B. Le traitement asymétrique des acteurs politiques est permis; une conclusion de « disproportion » dans le débat politique ne suffit pas pour qu’il y ait violation de l’art. 3
[239] En plus de nos préoccupations théoriques concernant l’analyse comparative des juges majoritaires, nous nous opposons également à la façon dont ils l’ont appliquée dans la présente affaire.
(1) Incohérence méthodologique
[240] Tout d’abord, nous ne souscrivons pas à la méthode employée par les juges majoritaires dans leur analyse comparative. Il est important de noter que ceux‑ci n’offrent pas de formulation claire du degré de la « différence de traitement » nécessaire pour provoquer une violation de l’art. 3 (par. 35). Ils formulent plutôt différents critères à diverses étapes dans leurs motifs.
[241] Par exemple, au par. 11, les juges majoritaires affirment que « [l]a jurisprudence de la Cour énonce clairement que l’art. 3 n’exige pas que tous les participants au système électoral soient traités également ». Plus loin, au par. 33, ils reconnaissent de façon similaire qu’une « égalité formelle » n’est pas nécessaire à l’art. 3, et que l’objectif de veiller à ce que les règles du jeu soient équitables pour tous « peut permettre de fixer différentes limites pour les différents participants aux élections ». Plus loin dans leurs motifs, ils reconnaissent que les partis politiques ont préséance pour ce qui est de la publicité électorale (par. 42) :
. . . l’importance des partis politiques et des candidats dans notre démocratie actuelle [est] une raison valable pour leur permettre une plus grande latitude dans leurs dépenses de publicité politique . . . [Nous soulignons.]
[242] Ces remarques des juges majoritaires indiquent qu’un certain degré de traitement asymétrique entre les tiers et les partis politiques est approprié au titre de l’art. 3. Toutefois, au par. 32 de leurs motifs, les juges majoritaires affirment que rien de moins que « [l]’égalité et l’équité en matière électorale » suffisent pour assurer « l’exercice utile du droit de vote ». De plus, « il est essentiel que le débat politique soit équilibré ou proportionnel de manière à ce que les citoyens soient informés des divers points de vue » (par. 55). Avec égards, nous sommes incapables de concilier ces remarques qui reflètent l’absolutisme avec les remarques antérieures qui, à bon droit, démontraient un degré de tolérance à l’égard du traitement différentiel des acteurs électoraux.
[243] L’omission des juges majoritaires d’établir une norme uniforme quant à ce qui constitue une violation de l’art. 3 sur la base de la disproportion est préoccupante. D’abord, cela suscite de l’incertitude dans la jurisprudence.

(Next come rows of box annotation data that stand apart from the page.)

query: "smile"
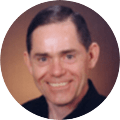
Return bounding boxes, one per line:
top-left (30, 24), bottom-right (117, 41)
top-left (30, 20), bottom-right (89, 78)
top-left (49, 82), bottom-right (69, 87)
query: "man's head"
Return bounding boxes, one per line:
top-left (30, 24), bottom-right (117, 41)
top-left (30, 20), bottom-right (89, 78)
top-left (24, 6), bottom-right (99, 105)
top-left (26, 6), bottom-right (91, 53)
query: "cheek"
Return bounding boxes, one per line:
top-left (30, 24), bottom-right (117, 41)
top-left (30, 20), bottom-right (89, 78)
top-left (67, 60), bottom-right (88, 79)
top-left (33, 66), bottom-right (48, 83)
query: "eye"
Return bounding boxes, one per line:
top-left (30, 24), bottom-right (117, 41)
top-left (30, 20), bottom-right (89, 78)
top-left (38, 57), bottom-right (47, 62)
top-left (66, 55), bottom-right (74, 59)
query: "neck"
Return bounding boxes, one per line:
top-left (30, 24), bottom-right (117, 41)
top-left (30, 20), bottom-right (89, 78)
top-left (47, 84), bottom-right (89, 120)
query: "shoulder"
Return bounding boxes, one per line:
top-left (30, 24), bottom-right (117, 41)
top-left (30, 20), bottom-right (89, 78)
top-left (22, 96), bottom-right (48, 118)
top-left (82, 80), bottom-right (106, 112)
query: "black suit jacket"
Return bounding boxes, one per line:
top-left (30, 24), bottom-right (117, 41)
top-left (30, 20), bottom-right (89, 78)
top-left (22, 80), bottom-right (106, 120)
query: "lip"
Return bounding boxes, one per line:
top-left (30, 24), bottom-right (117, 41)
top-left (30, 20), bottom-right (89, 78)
top-left (47, 80), bottom-right (72, 90)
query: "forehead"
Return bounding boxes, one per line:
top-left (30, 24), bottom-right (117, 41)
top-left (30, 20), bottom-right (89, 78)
top-left (31, 20), bottom-right (85, 52)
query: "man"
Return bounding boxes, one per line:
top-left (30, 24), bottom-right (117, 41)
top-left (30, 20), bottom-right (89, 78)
top-left (22, 6), bottom-right (105, 120)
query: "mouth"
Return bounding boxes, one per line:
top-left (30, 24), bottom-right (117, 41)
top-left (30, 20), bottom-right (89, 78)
top-left (48, 82), bottom-right (69, 87)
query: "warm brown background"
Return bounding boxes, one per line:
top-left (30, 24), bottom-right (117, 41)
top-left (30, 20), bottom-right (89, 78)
top-left (1, 1), bottom-right (119, 104)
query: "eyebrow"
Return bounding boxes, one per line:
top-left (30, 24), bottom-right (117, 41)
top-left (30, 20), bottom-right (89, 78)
top-left (34, 49), bottom-right (77, 57)
top-left (60, 49), bottom-right (77, 54)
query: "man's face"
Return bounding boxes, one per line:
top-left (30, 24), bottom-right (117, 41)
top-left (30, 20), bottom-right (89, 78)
top-left (29, 21), bottom-right (89, 105)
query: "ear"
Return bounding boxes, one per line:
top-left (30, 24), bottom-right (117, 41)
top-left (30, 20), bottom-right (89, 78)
top-left (24, 51), bottom-right (32, 74)
top-left (88, 42), bottom-right (100, 69)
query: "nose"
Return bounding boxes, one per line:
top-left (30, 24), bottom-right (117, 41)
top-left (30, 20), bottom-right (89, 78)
top-left (50, 59), bottom-right (66, 77)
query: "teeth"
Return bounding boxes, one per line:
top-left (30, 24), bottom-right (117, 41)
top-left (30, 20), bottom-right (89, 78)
top-left (49, 82), bottom-right (68, 87)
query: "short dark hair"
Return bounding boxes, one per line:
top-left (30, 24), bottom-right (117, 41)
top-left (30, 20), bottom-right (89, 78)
top-left (26, 5), bottom-right (92, 54)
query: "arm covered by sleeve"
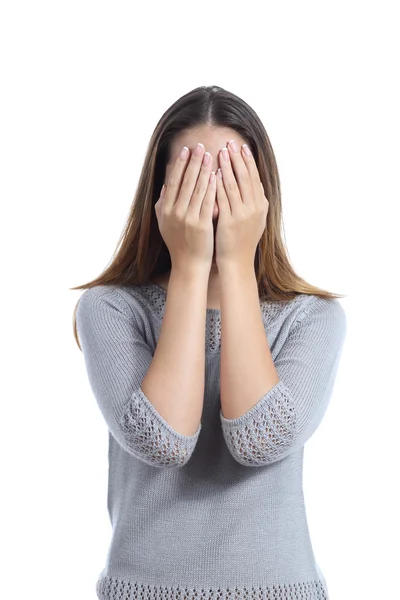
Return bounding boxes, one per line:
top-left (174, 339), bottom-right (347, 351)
top-left (76, 286), bottom-right (201, 468)
top-left (220, 296), bottom-right (347, 467)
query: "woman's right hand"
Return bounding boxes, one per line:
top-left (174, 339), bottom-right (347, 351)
top-left (154, 144), bottom-right (217, 269)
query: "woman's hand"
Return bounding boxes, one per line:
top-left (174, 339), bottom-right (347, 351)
top-left (215, 140), bottom-right (269, 267)
top-left (154, 143), bottom-right (216, 272)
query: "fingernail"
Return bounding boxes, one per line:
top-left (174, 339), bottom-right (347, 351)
top-left (242, 144), bottom-right (251, 156)
top-left (228, 140), bottom-right (238, 152)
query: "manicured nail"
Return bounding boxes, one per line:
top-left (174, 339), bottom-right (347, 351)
top-left (228, 140), bottom-right (238, 152)
top-left (242, 144), bottom-right (251, 156)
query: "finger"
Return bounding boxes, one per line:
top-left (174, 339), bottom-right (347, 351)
top-left (219, 147), bottom-right (243, 214)
top-left (241, 144), bottom-right (264, 203)
top-left (174, 142), bottom-right (212, 216)
top-left (200, 171), bottom-right (217, 221)
top-left (164, 146), bottom-right (190, 209)
top-left (185, 152), bottom-right (213, 217)
top-left (227, 140), bottom-right (254, 205)
top-left (217, 169), bottom-right (232, 220)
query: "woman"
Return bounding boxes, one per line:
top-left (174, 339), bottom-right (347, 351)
top-left (72, 86), bottom-right (346, 600)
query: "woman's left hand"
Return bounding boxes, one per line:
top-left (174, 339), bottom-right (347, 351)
top-left (215, 140), bottom-right (269, 267)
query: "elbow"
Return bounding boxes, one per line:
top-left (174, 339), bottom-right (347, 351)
top-left (120, 410), bottom-right (201, 469)
top-left (225, 429), bottom-right (295, 467)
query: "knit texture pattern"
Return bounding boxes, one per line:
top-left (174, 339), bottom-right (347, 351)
top-left (76, 283), bottom-right (347, 600)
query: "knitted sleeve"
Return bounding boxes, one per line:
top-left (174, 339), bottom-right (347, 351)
top-left (220, 296), bottom-right (347, 467)
top-left (76, 286), bottom-right (201, 468)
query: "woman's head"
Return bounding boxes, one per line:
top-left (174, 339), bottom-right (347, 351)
top-left (70, 86), bottom-right (342, 346)
top-left (163, 123), bottom-right (247, 265)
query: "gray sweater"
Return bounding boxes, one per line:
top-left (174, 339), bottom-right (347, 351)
top-left (77, 283), bottom-right (346, 600)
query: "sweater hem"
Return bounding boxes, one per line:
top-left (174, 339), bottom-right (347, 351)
top-left (96, 571), bottom-right (329, 600)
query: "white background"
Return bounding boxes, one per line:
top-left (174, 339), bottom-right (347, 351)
top-left (0, 0), bottom-right (400, 600)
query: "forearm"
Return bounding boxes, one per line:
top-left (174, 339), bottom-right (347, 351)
top-left (219, 265), bottom-right (279, 419)
top-left (141, 267), bottom-right (209, 436)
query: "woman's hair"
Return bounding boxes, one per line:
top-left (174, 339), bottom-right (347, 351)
top-left (70, 85), bottom-right (344, 349)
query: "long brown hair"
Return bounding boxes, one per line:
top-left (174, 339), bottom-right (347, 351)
top-left (70, 85), bottom-right (344, 349)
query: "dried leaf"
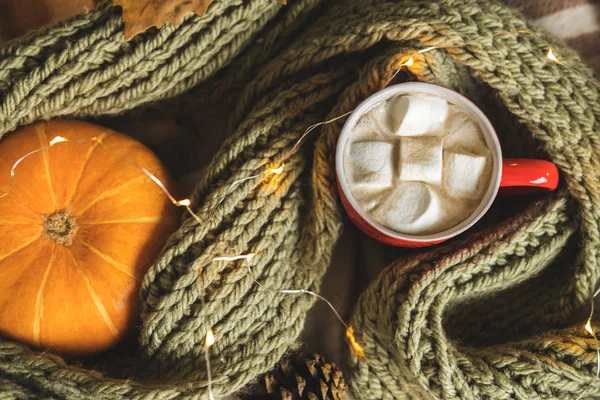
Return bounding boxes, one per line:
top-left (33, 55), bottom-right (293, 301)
top-left (0, 0), bottom-right (95, 43)
top-left (113, 0), bottom-right (286, 40)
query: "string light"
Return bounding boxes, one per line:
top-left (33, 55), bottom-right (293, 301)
top-left (204, 328), bottom-right (215, 400)
top-left (576, 289), bottom-right (600, 400)
top-left (0, 30), bottom-right (588, 394)
top-left (0, 133), bottom-right (202, 223)
top-left (546, 47), bottom-right (562, 64)
top-left (207, 252), bottom-right (365, 360)
top-left (217, 163), bottom-right (285, 205)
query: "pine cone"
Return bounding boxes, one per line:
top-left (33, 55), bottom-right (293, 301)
top-left (253, 353), bottom-right (347, 400)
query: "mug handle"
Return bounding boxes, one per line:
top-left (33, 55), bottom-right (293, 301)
top-left (498, 158), bottom-right (558, 196)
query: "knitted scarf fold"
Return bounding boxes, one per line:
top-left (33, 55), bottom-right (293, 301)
top-left (0, 0), bottom-right (600, 399)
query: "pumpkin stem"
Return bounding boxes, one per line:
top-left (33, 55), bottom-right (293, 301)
top-left (42, 209), bottom-right (79, 246)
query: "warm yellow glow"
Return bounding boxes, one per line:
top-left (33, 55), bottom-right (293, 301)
top-left (50, 136), bottom-right (67, 146)
top-left (269, 164), bottom-right (283, 175)
top-left (585, 319), bottom-right (594, 335)
top-left (177, 199), bottom-right (192, 207)
top-left (546, 47), bottom-right (560, 63)
top-left (346, 326), bottom-right (365, 358)
top-left (204, 328), bottom-right (215, 349)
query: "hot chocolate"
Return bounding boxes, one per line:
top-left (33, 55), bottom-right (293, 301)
top-left (344, 94), bottom-right (492, 235)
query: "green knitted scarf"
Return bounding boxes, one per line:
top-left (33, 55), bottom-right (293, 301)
top-left (0, 0), bottom-right (600, 399)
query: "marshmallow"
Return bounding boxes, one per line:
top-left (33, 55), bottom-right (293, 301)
top-left (444, 151), bottom-right (489, 199)
top-left (444, 113), bottom-right (488, 155)
top-left (348, 141), bottom-right (394, 190)
top-left (377, 182), bottom-right (444, 234)
top-left (386, 95), bottom-right (448, 136)
top-left (369, 102), bottom-right (393, 135)
top-left (399, 136), bottom-right (443, 184)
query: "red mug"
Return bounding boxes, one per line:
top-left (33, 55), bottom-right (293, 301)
top-left (336, 82), bottom-right (559, 247)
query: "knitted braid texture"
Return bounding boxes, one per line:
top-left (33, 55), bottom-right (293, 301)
top-left (0, 0), bottom-right (600, 399)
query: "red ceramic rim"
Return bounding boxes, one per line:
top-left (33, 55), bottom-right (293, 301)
top-left (335, 82), bottom-right (502, 245)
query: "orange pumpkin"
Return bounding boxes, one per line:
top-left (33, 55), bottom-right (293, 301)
top-left (0, 121), bottom-right (178, 355)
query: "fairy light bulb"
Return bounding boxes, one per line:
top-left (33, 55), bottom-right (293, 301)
top-left (269, 164), bottom-right (284, 175)
top-left (50, 136), bottom-right (68, 146)
top-left (546, 47), bottom-right (560, 64)
top-left (346, 326), bottom-right (365, 358)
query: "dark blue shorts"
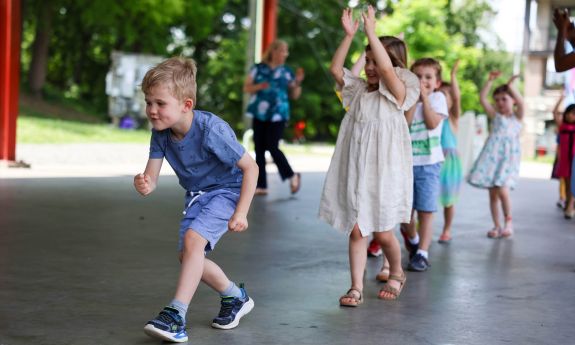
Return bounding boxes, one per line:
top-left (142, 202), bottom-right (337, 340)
top-left (178, 189), bottom-right (240, 253)
top-left (413, 162), bottom-right (442, 212)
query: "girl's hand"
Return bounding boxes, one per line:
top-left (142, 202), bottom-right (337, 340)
top-left (419, 80), bottom-right (433, 101)
top-left (228, 212), bottom-right (248, 232)
top-left (341, 8), bottom-right (359, 36)
top-left (553, 8), bottom-right (571, 37)
top-left (257, 81), bottom-right (270, 90)
top-left (488, 71), bottom-right (501, 81)
top-left (134, 174), bottom-right (152, 196)
top-left (451, 59), bottom-right (459, 79)
top-left (295, 67), bottom-right (305, 84)
top-left (361, 5), bottom-right (375, 34)
top-left (507, 74), bottom-right (519, 85)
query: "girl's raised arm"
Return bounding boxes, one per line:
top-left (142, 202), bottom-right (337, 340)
top-left (479, 71), bottom-right (501, 118)
top-left (553, 92), bottom-right (565, 128)
top-left (449, 59), bottom-right (461, 119)
top-left (351, 50), bottom-right (365, 77)
top-left (553, 9), bottom-right (575, 72)
top-left (362, 5), bottom-right (406, 105)
top-left (507, 75), bottom-right (525, 120)
top-left (329, 8), bottom-right (359, 87)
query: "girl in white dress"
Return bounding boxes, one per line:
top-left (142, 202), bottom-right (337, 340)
top-left (319, 6), bottom-right (419, 306)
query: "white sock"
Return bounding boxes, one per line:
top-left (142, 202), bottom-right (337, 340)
top-left (417, 249), bottom-right (429, 260)
top-left (409, 232), bottom-right (419, 244)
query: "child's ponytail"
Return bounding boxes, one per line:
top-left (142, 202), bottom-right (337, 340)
top-left (365, 36), bottom-right (407, 68)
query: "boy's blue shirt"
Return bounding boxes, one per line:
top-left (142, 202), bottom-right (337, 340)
top-left (149, 110), bottom-right (245, 192)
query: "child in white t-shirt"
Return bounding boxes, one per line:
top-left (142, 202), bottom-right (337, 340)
top-left (401, 58), bottom-right (448, 272)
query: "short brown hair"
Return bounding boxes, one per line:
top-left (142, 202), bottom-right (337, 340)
top-left (365, 36), bottom-right (407, 68)
top-left (492, 84), bottom-right (515, 99)
top-left (262, 40), bottom-right (289, 63)
top-left (142, 56), bottom-right (197, 105)
top-left (411, 58), bottom-right (441, 81)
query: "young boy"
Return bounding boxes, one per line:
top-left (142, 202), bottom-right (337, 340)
top-left (134, 57), bottom-right (258, 342)
top-left (401, 58), bottom-right (448, 272)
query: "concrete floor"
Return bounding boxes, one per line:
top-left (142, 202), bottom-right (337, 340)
top-left (0, 172), bottom-right (575, 345)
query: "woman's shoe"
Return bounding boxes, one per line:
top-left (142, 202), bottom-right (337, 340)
top-left (487, 227), bottom-right (501, 238)
top-left (377, 273), bottom-right (407, 301)
top-left (254, 188), bottom-right (268, 195)
top-left (339, 288), bottom-right (363, 307)
top-left (290, 173), bottom-right (301, 194)
top-left (437, 234), bottom-right (451, 244)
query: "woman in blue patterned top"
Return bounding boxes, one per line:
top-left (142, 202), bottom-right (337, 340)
top-left (244, 40), bottom-right (304, 195)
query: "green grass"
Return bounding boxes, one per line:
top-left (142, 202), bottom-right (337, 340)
top-left (16, 114), bottom-right (150, 144)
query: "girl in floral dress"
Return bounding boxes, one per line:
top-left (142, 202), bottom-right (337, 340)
top-left (467, 71), bottom-right (524, 238)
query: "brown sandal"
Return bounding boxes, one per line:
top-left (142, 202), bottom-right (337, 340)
top-left (339, 288), bottom-right (363, 307)
top-left (377, 273), bottom-right (407, 301)
top-left (375, 266), bottom-right (389, 283)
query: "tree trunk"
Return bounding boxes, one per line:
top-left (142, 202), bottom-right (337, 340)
top-left (28, 1), bottom-right (53, 98)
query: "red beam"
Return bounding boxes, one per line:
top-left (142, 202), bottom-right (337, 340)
top-left (262, 0), bottom-right (278, 53)
top-left (0, 0), bottom-right (21, 161)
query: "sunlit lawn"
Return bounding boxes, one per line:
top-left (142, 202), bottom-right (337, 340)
top-left (16, 116), bottom-right (150, 144)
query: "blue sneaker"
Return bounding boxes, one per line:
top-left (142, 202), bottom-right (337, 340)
top-left (144, 307), bottom-right (188, 343)
top-left (212, 285), bottom-right (254, 329)
top-left (407, 254), bottom-right (430, 272)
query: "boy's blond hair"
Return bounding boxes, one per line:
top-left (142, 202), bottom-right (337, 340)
top-left (142, 56), bottom-right (197, 105)
top-left (411, 58), bottom-right (441, 81)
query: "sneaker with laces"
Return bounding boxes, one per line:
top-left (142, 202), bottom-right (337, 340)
top-left (367, 239), bottom-right (383, 258)
top-left (407, 253), bottom-right (430, 272)
top-left (212, 284), bottom-right (254, 329)
top-left (144, 307), bottom-right (188, 343)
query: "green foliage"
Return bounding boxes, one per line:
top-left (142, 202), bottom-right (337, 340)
top-left (22, 0), bottom-right (512, 141)
top-left (16, 111), bottom-right (150, 144)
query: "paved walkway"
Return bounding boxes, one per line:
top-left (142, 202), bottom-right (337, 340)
top-left (0, 143), bottom-right (575, 345)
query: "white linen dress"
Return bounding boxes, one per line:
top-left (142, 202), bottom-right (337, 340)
top-left (319, 67), bottom-right (419, 237)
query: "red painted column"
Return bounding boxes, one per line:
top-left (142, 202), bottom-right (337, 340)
top-left (262, 0), bottom-right (278, 54)
top-left (0, 0), bottom-right (21, 161)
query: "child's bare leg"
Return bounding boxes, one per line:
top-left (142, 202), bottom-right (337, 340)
top-left (565, 177), bottom-right (575, 218)
top-left (441, 205), bottom-right (455, 239)
top-left (175, 229), bottom-right (212, 304)
top-left (373, 230), bottom-right (403, 275)
top-left (202, 259), bottom-right (231, 293)
top-left (374, 230), bottom-right (404, 299)
top-left (489, 187), bottom-right (501, 229)
top-left (497, 187), bottom-right (512, 220)
top-left (401, 210), bottom-right (417, 238)
top-left (417, 211), bottom-right (433, 251)
top-left (342, 224), bottom-right (369, 303)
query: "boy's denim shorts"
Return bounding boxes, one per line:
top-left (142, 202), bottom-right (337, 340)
top-left (178, 189), bottom-right (240, 253)
top-left (413, 162), bottom-right (443, 212)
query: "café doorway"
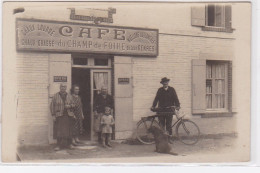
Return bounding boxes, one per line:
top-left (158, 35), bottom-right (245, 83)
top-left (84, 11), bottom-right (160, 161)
top-left (71, 55), bottom-right (111, 140)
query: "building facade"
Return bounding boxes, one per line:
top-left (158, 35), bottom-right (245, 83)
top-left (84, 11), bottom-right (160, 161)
top-left (9, 3), bottom-right (250, 145)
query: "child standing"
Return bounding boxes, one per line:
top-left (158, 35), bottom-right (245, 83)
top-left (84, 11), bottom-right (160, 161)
top-left (101, 107), bottom-right (115, 148)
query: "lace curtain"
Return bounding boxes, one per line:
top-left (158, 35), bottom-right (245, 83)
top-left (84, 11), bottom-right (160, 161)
top-left (93, 72), bottom-right (108, 92)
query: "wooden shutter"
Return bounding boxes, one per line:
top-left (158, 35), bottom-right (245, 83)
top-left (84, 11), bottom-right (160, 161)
top-left (191, 5), bottom-right (206, 26)
top-left (191, 59), bottom-right (206, 114)
top-left (114, 56), bottom-right (133, 139)
top-left (228, 61), bottom-right (232, 112)
top-left (225, 5), bottom-right (232, 28)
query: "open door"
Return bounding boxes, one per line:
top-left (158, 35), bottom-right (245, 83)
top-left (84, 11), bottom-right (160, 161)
top-left (91, 69), bottom-right (111, 140)
top-left (49, 54), bottom-right (71, 143)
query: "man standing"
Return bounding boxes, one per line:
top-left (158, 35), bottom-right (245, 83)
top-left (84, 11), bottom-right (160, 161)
top-left (151, 77), bottom-right (180, 139)
top-left (50, 83), bottom-right (75, 151)
top-left (94, 86), bottom-right (114, 143)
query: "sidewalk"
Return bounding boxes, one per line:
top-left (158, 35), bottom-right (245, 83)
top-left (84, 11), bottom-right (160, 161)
top-left (19, 137), bottom-right (239, 163)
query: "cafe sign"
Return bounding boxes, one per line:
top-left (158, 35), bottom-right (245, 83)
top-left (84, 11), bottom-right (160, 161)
top-left (16, 19), bottom-right (158, 56)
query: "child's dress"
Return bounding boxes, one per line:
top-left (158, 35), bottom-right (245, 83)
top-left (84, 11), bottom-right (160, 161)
top-left (101, 115), bottom-right (115, 133)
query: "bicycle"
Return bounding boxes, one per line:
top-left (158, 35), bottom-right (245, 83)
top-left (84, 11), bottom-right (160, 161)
top-left (137, 106), bottom-right (200, 145)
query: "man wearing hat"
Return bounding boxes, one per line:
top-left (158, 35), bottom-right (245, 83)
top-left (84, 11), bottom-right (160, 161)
top-left (151, 77), bottom-right (180, 139)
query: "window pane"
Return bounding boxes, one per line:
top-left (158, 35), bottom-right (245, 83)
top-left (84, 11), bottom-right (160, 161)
top-left (206, 64), bottom-right (212, 79)
top-left (94, 58), bottom-right (108, 66)
top-left (206, 94), bottom-right (212, 108)
top-left (215, 5), bottom-right (224, 27)
top-left (208, 5), bottom-right (215, 26)
top-left (215, 79), bottom-right (225, 94)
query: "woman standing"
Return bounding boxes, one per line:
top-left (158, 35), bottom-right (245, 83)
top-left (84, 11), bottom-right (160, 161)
top-left (72, 85), bottom-right (84, 145)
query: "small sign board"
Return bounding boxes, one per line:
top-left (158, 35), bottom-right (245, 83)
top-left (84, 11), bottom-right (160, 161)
top-left (118, 78), bottom-right (130, 85)
top-left (53, 76), bottom-right (67, 82)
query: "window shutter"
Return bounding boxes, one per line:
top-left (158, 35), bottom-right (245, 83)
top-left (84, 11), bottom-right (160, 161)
top-left (114, 56), bottom-right (133, 139)
top-left (228, 61), bottom-right (232, 112)
top-left (225, 5), bottom-right (232, 28)
top-left (191, 6), bottom-right (206, 26)
top-left (191, 59), bottom-right (206, 114)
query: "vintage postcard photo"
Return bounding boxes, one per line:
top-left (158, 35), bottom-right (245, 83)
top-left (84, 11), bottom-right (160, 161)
top-left (2, 2), bottom-right (251, 164)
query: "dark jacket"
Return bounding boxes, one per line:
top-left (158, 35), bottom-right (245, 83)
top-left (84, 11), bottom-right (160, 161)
top-left (153, 86), bottom-right (180, 108)
top-left (94, 94), bottom-right (114, 113)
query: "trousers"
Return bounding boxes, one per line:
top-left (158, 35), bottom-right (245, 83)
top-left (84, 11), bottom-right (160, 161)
top-left (158, 115), bottom-right (173, 135)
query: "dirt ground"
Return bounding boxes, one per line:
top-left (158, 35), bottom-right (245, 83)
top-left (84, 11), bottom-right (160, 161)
top-left (18, 137), bottom-right (236, 162)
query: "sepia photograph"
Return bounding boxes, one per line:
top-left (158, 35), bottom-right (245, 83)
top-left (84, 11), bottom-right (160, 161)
top-left (2, 1), bottom-right (251, 164)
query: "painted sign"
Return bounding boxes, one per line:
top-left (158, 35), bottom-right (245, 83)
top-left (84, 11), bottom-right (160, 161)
top-left (118, 78), bottom-right (130, 84)
top-left (70, 8), bottom-right (116, 24)
top-left (53, 76), bottom-right (67, 82)
top-left (16, 19), bottom-right (158, 56)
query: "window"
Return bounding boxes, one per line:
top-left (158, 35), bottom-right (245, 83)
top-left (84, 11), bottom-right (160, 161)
top-left (191, 4), bottom-right (233, 32)
top-left (206, 61), bottom-right (228, 109)
top-left (191, 59), bottom-right (232, 115)
top-left (73, 57), bottom-right (88, 65)
top-left (94, 58), bottom-right (108, 66)
top-left (206, 4), bottom-right (231, 28)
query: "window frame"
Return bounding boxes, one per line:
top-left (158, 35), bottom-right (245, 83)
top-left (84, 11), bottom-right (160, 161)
top-left (71, 54), bottom-right (112, 69)
top-left (205, 4), bottom-right (227, 28)
top-left (205, 60), bottom-right (229, 113)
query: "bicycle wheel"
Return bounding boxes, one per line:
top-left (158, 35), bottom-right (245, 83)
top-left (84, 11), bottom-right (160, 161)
top-left (175, 120), bottom-right (200, 145)
top-left (136, 119), bottom-right (160, 144)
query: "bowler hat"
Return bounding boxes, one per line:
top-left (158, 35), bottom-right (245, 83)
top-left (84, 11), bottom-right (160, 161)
top-left (160, 77), bottom-right (170, 84)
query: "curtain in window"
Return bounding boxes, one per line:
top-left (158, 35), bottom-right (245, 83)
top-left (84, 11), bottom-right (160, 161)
top-left (93, 72), bottom-right (108, 93)
top-left (215, 64), bottom-right (225, 108)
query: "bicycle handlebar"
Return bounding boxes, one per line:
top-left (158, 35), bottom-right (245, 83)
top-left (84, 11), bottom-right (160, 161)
top-left (151, 106), bottom-right (181, 113)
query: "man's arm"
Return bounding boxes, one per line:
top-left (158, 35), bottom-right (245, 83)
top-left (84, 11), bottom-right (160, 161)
top-left (50, 95), bottom-right (56, 116)
top-left (173, 88), bottom-right (180, 107)
top-left (152, 89), bottom-right (160, 108)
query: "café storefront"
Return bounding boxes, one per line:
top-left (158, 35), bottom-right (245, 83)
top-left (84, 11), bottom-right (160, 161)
top-left (16, 18), bottom-right (158, 144)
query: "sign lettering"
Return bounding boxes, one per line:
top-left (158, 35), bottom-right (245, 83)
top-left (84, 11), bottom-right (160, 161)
top-left (53, 76), bottom-right (67, 82)
top-left (118, 78), bottom-right (130, 84)
top-left (16, 19), bottom-right (158, 56)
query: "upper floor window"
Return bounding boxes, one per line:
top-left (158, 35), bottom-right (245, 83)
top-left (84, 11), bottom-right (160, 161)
top-left (191, 4), bottom-right (233, 32)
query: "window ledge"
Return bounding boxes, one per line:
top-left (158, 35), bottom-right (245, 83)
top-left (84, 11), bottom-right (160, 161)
top-left (202, 26), bottom-right (235, 33)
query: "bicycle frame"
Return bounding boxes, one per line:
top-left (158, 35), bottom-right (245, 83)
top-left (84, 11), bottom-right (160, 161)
top-left (141, 112), bottom-right (186, 130)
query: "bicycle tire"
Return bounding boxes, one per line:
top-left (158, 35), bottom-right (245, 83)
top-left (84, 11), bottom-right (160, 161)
top-left (175, 119), bottom-right (200, 145)
top-left (136, 119), bottom-right (160, 144)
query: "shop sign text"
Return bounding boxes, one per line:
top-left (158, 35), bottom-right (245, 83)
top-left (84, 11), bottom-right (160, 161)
top-left (16, 19), bottom-right (158, 56)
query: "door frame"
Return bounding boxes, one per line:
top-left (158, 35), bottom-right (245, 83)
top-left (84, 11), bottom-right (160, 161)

Comme nous l’avons mentionné plus tôt dans les présents motifs, le juge LeBel, dans une autre affaire, a fait une mise en garde contre la création « sur le coup » de tests ou de seuils par les tribunaux (Van Breda, par. 73) car cela augmente le risque de résultats ad hoc.
[244] De plus, l’utilisation par les juges majoritaires du seuil de « disproportion » suggère également que tout degré de disproportion pourrait donner lieu à une violation. Autrement dit, selon eux, le traitement différentiel — ou asymétrique — des divers acteurs du processus électoral peut, dans certains cas, être suffisant en soi pour établir qu’il y a eu violation de l’art. 3. D’ailleurs, c’est exactement ce que les juges majoritaires concluent dans le présent pourvoi; la disposition contestée est inconstitutionnelle parce que, « à sa face même », elle crée un « déséquilibre absolu » dans le débat politique (par. 43). Comme nous allons l’expliquer, une telle approche n’est pas fondée en droit (Figueroa, par. 51).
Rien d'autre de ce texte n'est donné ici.